Assuming entrepreneurs have thoroughly qualified potential lead investors, if a VC says a startup is “too early” for them it’s usually a form of a soft pass. This is particularly true at the Series A stage. Investors love to maintain optionality for investing in the future if a startup does really well. But in practice, the vast majority of the time that VC says something is too early they don’t ultimately end up pursuing an investment in that startup in the future.

So when is “too early” in fact just that? In these less common cases, a VC will typically try to be very explicit about what “too early” is and also convey a demonstrable interest in that particular startup. So for example, if founders are raising a concept stage pre-seed and some seed VCs may be explicit that they prefer to invest post-product in a larger multi-million $ seed round. Or a Series A investor will be explicit if they don’t invest at seed stage, and so on.

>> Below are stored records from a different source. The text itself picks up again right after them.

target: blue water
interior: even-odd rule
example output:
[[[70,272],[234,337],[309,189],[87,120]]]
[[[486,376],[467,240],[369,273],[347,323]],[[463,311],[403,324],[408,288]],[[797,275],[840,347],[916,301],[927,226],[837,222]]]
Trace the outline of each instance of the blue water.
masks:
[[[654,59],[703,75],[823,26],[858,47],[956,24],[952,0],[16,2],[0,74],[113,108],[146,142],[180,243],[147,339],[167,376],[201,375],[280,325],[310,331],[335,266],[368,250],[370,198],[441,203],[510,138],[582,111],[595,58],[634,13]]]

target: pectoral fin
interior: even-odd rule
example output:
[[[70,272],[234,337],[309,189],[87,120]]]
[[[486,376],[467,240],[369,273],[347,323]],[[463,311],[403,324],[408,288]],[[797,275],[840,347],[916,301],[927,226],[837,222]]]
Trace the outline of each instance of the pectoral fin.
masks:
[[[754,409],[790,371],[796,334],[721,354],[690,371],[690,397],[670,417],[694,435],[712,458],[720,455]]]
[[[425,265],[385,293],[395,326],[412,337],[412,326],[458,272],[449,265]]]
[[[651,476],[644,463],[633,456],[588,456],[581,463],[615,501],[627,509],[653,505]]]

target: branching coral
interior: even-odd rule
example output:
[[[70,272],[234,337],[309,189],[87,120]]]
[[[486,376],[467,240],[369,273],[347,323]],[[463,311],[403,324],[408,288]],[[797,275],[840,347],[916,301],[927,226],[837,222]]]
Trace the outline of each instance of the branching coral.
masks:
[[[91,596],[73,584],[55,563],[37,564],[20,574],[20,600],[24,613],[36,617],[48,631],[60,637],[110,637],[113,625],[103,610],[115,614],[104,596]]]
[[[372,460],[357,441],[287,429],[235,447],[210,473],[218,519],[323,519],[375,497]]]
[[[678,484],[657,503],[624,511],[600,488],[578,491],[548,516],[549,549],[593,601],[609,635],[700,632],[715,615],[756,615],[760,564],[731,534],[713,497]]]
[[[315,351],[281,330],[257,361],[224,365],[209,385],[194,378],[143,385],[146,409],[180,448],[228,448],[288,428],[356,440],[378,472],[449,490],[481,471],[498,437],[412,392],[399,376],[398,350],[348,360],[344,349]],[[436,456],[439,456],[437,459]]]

The atomization of early-stage VC does create some additional burdens for founders to better understand and qualify potential seed and Series A investors. “Too early” is unfortunately usually a polite way of saying “not interesting enough to me”. But the silver lining is that there are more seed and A round investors active than ever before, so the true believers are out there.

Lee Hower

I’m an investor, entrepreneur, and helper of technology startups. I’m currently a General Partner of NextView Ventures, which focuses on seed stage internet-enabled businesses. I co-founded NextView in 2010 with my partners Rob Go and David Beisel. I started in the VC business as a Principal at Point Judith Capital, an early-stage firm. I joined PJC in 2005 and served as a Principal at the firm through early 2010. During this time I co-led investments in FanIQ, Sittercity, and Multiply and sourced investments in Music Nation and NABsys. Prior to becoming a VC, I was a startup guy myself. I was part of the founding team of LinkedIn, and served as Director of Corporate Development from the company’s inception through our early growth phases. Before that I was an early employee at PayPal, and worked in product management and corporate development roles through the company’s IPO in 2002 and subsequent sale to eBay later that year. I went to college at UPenn and received degrees from both the School of Engineering and Wharton School of Business.